Mr. Macron, who had shown little interest in the issues in the past, has won over many conservatives in recent months by coming down hard against what he has called “certain social science theories entirely imported from the United States.’’
In a major speech on Islamism last fall, Mr. Macron talked of children or grandchildren of Arab and African immigrants “revisiting their identity through a post-colonial or anticolonial discourse’’ — falling into a trap set by people who use this discourse as a form of “self-hatred’’ nurtured against France.
In recent months, Mr. Macron has moved further to the right as part of a strategy to draw support from his likely main challenger in next year’s presidential election, Marine Le Pen, the far-right leader. Polls show that Mr. Macron’s edge has shrunk over Ms. Le Pen, who was his main rival in the last election.
Chloé Morin, a public opinion expert at the Fondation Jean-Jaurès, a Paris-based research group, said that Mr. Macron’s political base has completely shifted to the right and that his minister’s use of the expression Islamo-leftism “speaks to the right-wing electorate.”
“It has perhaps become one of the most effective terms for discrediting an opponent,” Ms. Morin said.
Last fall, Mr. Macron’s ministers adopted a favorite expression of the far right, “ensauvagement,’’ or “turning savage,’’ to decry supposedly out-of-control crime — even though the government’s own statistics showed that crime was actually flat or declining.
Marwan Mohammed, a French sociologist and expert on Islamophobia, said that politicians have often used dog-whistle words, like “ensauvagement’’ or “Islamo-leftism,’’ to divide the electorate.
“I think the government will be offering us these kinds of topics with a regular rhythm until next year’s presidential elections,’’ Mr. Mohammed said, adding that these heated cultural debates distracted attention from the government’s mishandling of the coronavirus epidemic, the economic crisis and even the epidemic-fueled crisis at the nation’s universities.
The expression “Islamo-leftism” was first coined in the early 2000s by the French historian Pierre-André Taguieff to describe what he saw as a political alliance between far-left militants and Islamist radicals against the United States and Israel.
More recently, it has been used by conservative and far-right figures — and now by some of Mr. Macron’s ministers — against those they accuse of being soft on Islamism and focusing instead on Islamophobia.
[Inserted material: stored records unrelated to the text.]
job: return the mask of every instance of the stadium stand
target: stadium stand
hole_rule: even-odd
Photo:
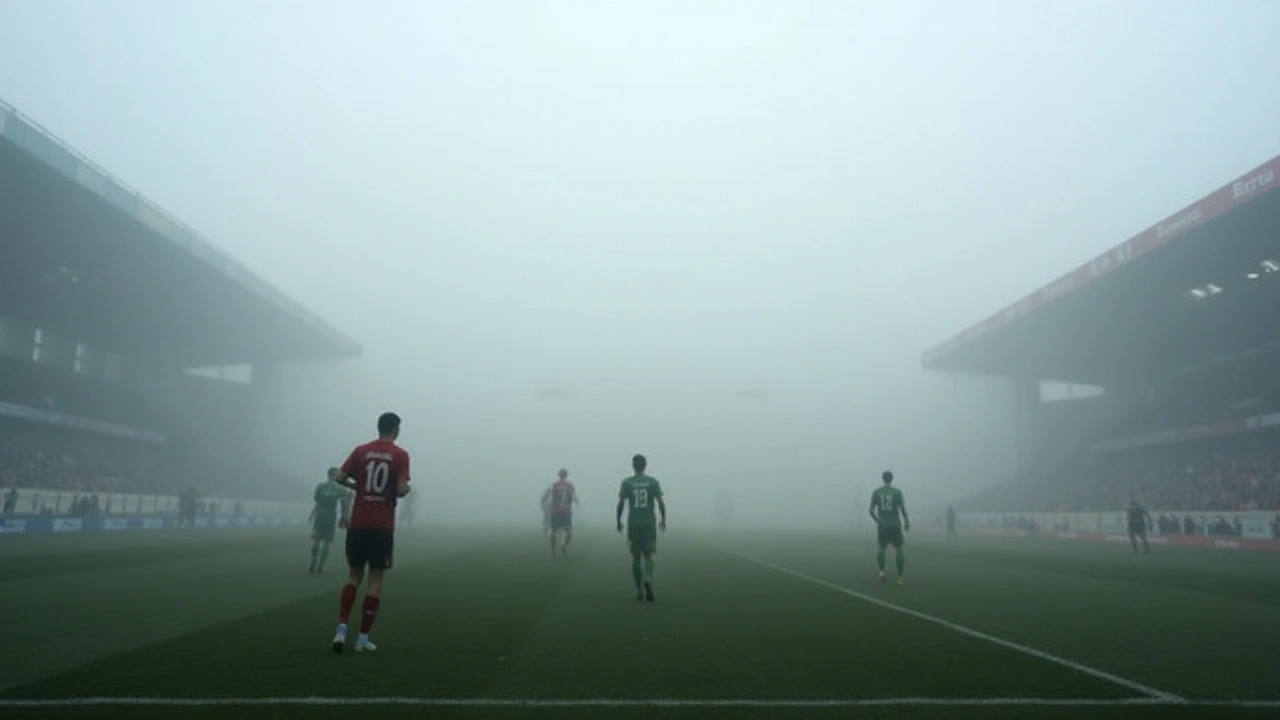
[[[231,514],[298,499],[310,478],[259,459],[262,398],[287,362],[360,353],[0,102],[5,514],[170,512],[192,493]]]
[[[1008,378],[1017,481],[971,523],[1119,529],[1137,498],[1164,534],[1277,537],[1280,157],[926,352]]]

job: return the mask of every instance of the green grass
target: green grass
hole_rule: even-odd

Experts on Islamophobia examine how hostility toward Islam, rooted in France’s colonial experience, continues to shape the lives of French Muslims. Critics say their focus is a product of American-style, victim-based identity politics.
Mr. Taguieff, a leading critic of American universities, said in a recent email that Islamophobia, along with the “totally artificial importation’’ in France of the “American-style Black question” sought to create the false narrative of “systemic racism’’ in France.
Sarah Mazouz, a sociologist at the National Center for Scientific Research, said that the government’s attacks on these social theories “highlight the difficulty of the French state to think of itself as a state within a multicultural society.”
She said the use of the expression “Islamo-leftism” was aimed at “delegitimizing” these new studies on race, gender and other subjects, “so that the debate does not take place.”